コジ、別名、天の邪鬼志朗だろ。「もし書けなかったとしても、それはそれでOK。でも、やってみなきゃ、もったいない!」なんてこと言われたら、逆に書きたくなるんじゃないの?
なんのはなしですか。

わかったよ、書くよ。書く書く。書けば良いんでしょ、リトル。それで、いいんだろ?
ブラックホールよりも重い重い重い腰を上げて、半ば自暴自棄に筆を執る。
さて。では、三題噺ショートショート「女房」まいりましょうか。

コンクリートの乾いた反射音が高架下に響いた。
ボールがバウンドして足元に返ってくる。
「腹が減ったな」
俺はナナチキ。

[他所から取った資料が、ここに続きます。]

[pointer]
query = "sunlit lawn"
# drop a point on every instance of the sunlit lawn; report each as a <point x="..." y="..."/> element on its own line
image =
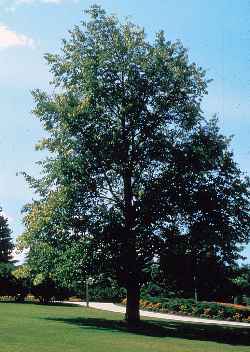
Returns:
<point x="37" y="328"/>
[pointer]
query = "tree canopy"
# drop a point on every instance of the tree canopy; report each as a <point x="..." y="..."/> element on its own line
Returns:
<point x="6" y="244"/>
<point x="133" y="162"/>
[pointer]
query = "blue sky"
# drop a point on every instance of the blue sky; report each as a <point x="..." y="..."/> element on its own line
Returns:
<point x="216" y="34"/>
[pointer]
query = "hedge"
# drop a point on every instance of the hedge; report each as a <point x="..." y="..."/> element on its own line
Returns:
<point x="211" y="310"/>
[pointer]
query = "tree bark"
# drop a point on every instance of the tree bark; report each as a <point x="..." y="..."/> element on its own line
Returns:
<point x="132" y="315"/>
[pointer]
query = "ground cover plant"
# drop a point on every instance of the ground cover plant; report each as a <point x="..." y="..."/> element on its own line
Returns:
<point x="211" y="310"/>
<point x="53" y="328"/>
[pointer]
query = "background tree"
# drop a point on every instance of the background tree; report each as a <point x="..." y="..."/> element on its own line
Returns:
<point x="133" y="162"/>
<point x="6" y="244"/>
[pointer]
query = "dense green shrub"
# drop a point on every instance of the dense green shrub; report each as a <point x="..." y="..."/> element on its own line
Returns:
<point x="201" y="309"/>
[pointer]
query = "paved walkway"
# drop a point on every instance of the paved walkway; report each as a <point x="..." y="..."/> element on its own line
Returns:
<point x="119" y="309"/>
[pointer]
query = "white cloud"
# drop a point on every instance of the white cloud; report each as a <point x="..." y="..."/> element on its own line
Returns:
<point x="9" y="38"/>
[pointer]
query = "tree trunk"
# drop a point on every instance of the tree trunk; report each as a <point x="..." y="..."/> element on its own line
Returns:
<point x="133" y="303"/>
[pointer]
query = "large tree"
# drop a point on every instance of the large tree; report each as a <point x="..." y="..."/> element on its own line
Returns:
<point x="133" y="163"/>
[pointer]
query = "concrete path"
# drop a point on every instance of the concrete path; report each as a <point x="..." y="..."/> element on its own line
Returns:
<point x="119" y="309"/>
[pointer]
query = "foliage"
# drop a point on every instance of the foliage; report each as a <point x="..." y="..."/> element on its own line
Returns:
<point x="32" y="327"/>
<point x="133" y="163"/>
<point x="183" y="306"/>
<point x="6" y="245"/>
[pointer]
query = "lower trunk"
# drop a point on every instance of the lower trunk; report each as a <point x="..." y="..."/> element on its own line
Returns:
<point x="133" y="303"/>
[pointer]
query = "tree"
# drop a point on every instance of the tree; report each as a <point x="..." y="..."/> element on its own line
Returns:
<point x="132" y="159"/>
<point x="6" y="245"/>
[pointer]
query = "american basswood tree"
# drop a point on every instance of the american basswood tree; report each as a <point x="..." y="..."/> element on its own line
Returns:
<point x="132" y="160"/>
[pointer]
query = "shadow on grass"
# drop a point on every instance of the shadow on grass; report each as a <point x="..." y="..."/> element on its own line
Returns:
<point x="202" y="332"/>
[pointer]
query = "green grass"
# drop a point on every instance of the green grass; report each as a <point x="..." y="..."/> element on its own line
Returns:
<point x="37" y="328"/>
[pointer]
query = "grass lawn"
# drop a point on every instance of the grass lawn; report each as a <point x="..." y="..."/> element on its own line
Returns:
<point x="37" y="328"/>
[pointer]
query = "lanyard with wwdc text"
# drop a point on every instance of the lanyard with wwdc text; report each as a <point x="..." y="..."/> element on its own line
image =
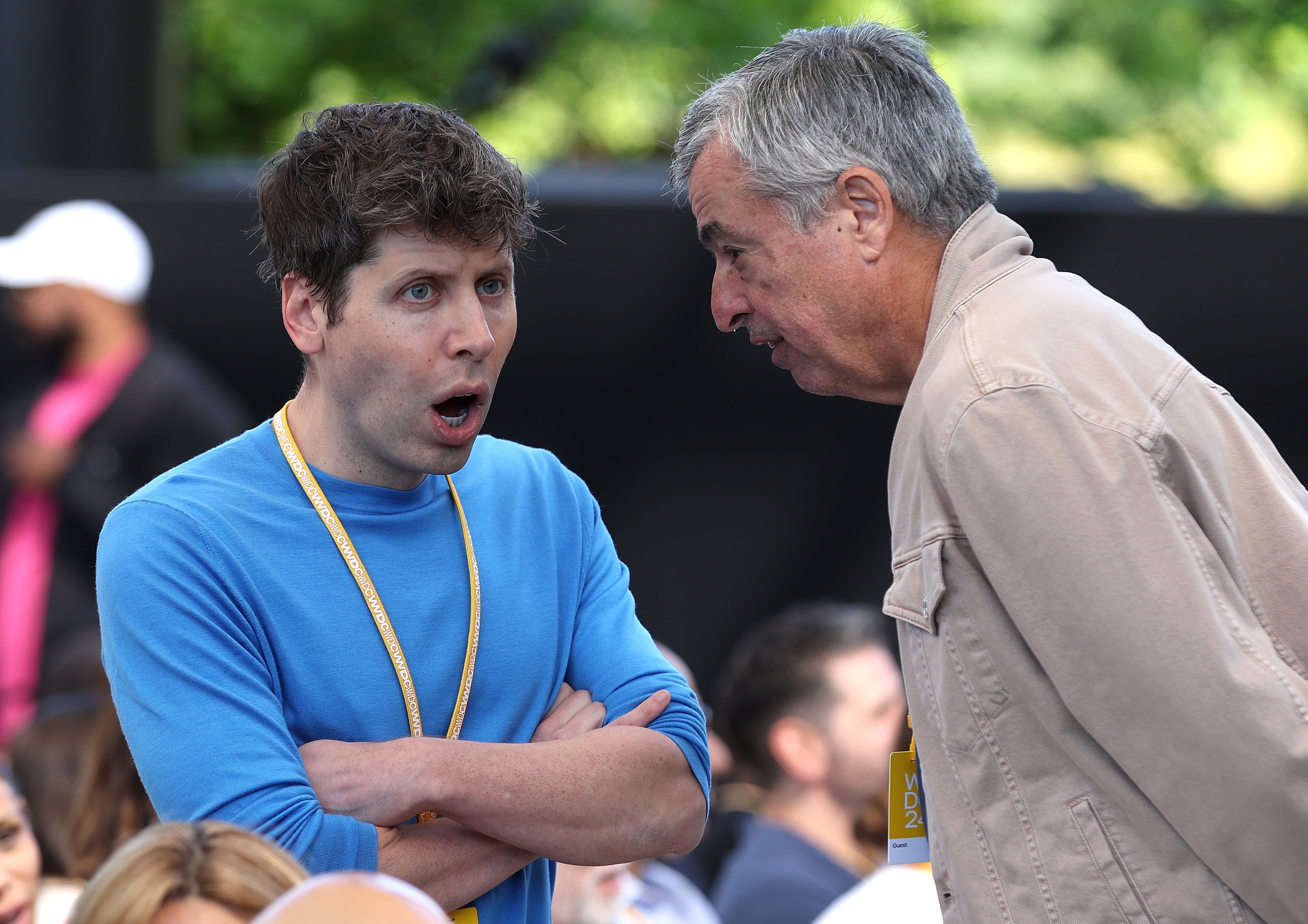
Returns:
<point x="375" y="602"/>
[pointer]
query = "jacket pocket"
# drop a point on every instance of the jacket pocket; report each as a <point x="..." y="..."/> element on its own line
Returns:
<point x="919" y="587"/>
<point x="1108" y="863"/>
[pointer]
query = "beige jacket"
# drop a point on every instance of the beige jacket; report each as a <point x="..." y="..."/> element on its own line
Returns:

匡はファミチキ派だった。
向かう先は、ジャンケンで決める。
俺はチョキで、匡はグー。
今日もファミマか。
思わず斜め横を向き、空を恨めしく見上げた。
「なぁ、ホントに行くの?」
匡は夏の地獄の合宿に当てたように海外旅行に行く予定なのだ。
そんなことをしたら、匡はレギュラーから外れる。俺はそればかりを心配していた。
案の定、秋季大会のメンバー表に匡の名は無く。最後の夏も、匡のユニフォームに背番号は無かった。
匡は、夏が終わろうとする頃に急に休学し、留学して下の学年で卒業した。
俺は曲がりなりにも野球推薦で大学を卒業し。今はサラリーマンをしている。
匡は、名のある日本人メジャーリーガーの通訳を続けていて。テレビ画面にはいつも、笑顔で映っている。
匡が女房役なら、あの夏は完璧だったに違いないとふと思うのだが。
今は昔のことである。

そんなこんなを家内と語らおうとしてソファーに目をやると、家内が脚を指さしてニッコリと笑って言った。
「コジくん、女房は、大事にしなきゃね。誠心誠意のマッサー(注1)、頼むね!」
……。
マッサージすると、家内は上機嫌である。
家内が上機嫌だと、我が家は平和である。
だから。
これで、いいのだ。

(注1)マッサーとは、マッサージのことである。家内のさっちゃんがそうやって、略して言うのである。さっちゃんへのマッサーは私の最重要の日課である。
今日の投稿を入れて、42作。俺にしちゃあ、三題噺もけっこう書いたは書いたが。これ、どこまで続くの?
いつまで書くの?
お題を発してくれるヤスシさんとの根競べだ。